In overview all recovered debitage is entirely consistent with material relating to the entire chaîne opératoire of biface manufacture at the Boxgrove site (Newcomer 1971; Bergman and Roberts 1988). Differences in assemblage composition between the three units, beyond the taphonomic considerations outlined above, rest on three factors: the overall size of artefacts; the presence of abundant small debitage; and variation in the proportions of debitage relating to primary and secondary stages of biface manufacture.

Significance

The Valdoe Assessment Survey offered the opportunity to sample an additional locale now firmly tied into the wider palaeolandscape of the Westbourne–Arundel Raised Beach.

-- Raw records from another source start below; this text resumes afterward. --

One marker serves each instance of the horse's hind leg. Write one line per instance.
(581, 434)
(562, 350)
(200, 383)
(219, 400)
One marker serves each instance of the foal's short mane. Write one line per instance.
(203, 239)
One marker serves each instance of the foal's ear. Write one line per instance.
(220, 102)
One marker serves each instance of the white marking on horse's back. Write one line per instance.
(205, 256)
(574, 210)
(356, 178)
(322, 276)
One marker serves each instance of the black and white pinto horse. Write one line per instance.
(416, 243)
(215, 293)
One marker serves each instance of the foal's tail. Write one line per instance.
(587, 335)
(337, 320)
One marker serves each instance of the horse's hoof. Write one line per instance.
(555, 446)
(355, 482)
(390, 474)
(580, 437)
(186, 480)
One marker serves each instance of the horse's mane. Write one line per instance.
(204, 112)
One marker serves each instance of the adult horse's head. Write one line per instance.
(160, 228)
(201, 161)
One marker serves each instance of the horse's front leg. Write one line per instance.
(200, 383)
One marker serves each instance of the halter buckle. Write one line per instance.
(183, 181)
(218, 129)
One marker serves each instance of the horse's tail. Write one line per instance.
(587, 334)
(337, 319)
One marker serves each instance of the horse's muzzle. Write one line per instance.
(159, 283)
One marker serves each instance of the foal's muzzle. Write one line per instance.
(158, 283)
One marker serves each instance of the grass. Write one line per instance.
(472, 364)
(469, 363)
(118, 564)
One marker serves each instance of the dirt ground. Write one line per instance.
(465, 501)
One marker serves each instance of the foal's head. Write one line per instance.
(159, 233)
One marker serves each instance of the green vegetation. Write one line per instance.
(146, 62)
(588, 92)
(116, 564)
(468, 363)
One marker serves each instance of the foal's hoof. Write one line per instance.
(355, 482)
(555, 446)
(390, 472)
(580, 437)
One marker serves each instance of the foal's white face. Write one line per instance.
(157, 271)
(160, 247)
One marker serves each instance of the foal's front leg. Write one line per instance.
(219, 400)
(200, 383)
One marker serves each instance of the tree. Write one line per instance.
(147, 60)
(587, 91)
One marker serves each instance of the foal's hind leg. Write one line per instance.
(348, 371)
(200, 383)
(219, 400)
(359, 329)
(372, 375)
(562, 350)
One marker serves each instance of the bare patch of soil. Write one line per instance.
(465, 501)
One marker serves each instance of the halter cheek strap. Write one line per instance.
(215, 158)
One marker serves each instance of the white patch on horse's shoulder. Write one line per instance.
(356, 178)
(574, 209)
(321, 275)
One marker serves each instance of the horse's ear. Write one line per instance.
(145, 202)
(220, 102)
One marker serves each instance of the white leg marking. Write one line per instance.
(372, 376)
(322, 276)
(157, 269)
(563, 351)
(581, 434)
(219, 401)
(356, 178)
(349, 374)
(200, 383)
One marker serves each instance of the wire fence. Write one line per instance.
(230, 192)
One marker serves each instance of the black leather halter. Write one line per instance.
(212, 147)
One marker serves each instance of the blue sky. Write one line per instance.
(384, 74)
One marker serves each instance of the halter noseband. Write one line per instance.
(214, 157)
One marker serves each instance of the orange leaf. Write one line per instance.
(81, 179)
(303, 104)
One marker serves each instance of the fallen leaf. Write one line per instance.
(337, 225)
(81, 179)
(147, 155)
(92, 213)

As such it offered the chance to examine the behaviour of Boxgrove hominin groups outside the intensively investigated confines of the Boxgrove quarry in a part of the landscape offering different ecological conditions.

We were able to establish that fine-grained sediments and overlying solifluction gravels recorded at the Valdoe Quarry are the lateral extension of the Slindon and Eartham Formations recorded at Boxgrove. We were also able to establish that these sediments also contain both in situ and disturbed signatures of human activity and that they exist within a behavioural chaîne opératoire directly comparable to that established for the main Boxgrove site.

The absence of any dense accumulation of artefacts encountered in the project material can be interpreted either as sampling bias or alongside environmental evidence to suggest that the immediate environs of the Valdoe Quarry were not especially attractive to hominin groups. Densities of biface finds found to the immediate west of the Valdoe Quarry suggest that the estuary of the Palaeo-Lavant may have offered a nearby preferred habitat.

Key Insights

  1. In operational terms the Valdoe assessment survey can be considered successful. It proceeded stepwise using landscape survey, borehole survey and deposits modelling to target test pits that recovered evidence of Middle Pleistocene human behaviour. It provides the first detailed assessment, outside of the Boxgrove quarries, of human activity in the wider palaeolandscape of the Westbourne–Arundel Raised Beach. In terms of resources, the project cost in excess of £90,000 funded by English Heritage under the Aggregates Levy. The project was funded tightly in terms of time and staff (only two full-time members of staff for fieldwork), with the bulk of the balance of funding put into a wide team of multi-disciplinary specialists.
    The budget would have been compromised had we (a) not had the huge support from the skilled members of Worthing Archaeological Society in terms of volunteer hours or (b) had we encountered large, dense accumulations of artefacts. Given this took place during a period of time where ALSF funding could support the project, and possibly any pressing contingencies that emerged from it, it would be much harder to deliver such a project in today’s financial climate. However, the Valdoe assessment survey does exist as a model for working with sites that fall outside the planning process, built directly on a tight relationship between Historic England, an expert team, skilled volunteers and the landowner.
  2. Low-density archaeology takes huge resources to find. Even in a well-known landscape with adequate resources and a staged approach to the placement of test pits. It is highly likely that in a tightly resourced or time-pressured environment the project could have failed to find any in situ signature at all. Key to the success of the project was the staged approach with the emphasis on seeking to find the human presence actively, rather than passively ‘evaluating’ a landscape. A proactive approach requires iterative, multi-disciplinary approaches (e.g. geophysics, boreholes, deposit modelling, test pits, larger intervention) to home in on human activity.
  3. The entire Valdoe landscape is mapped as Head Deposits. It is sobering to consider how patchily such deposits are treated nationally considering they have huge potential for a variety of depositional environments and mask deeply buried landsurfaces, terrace sequences or, in this case, palaeosols associated with the end of regressive intertidal deposits.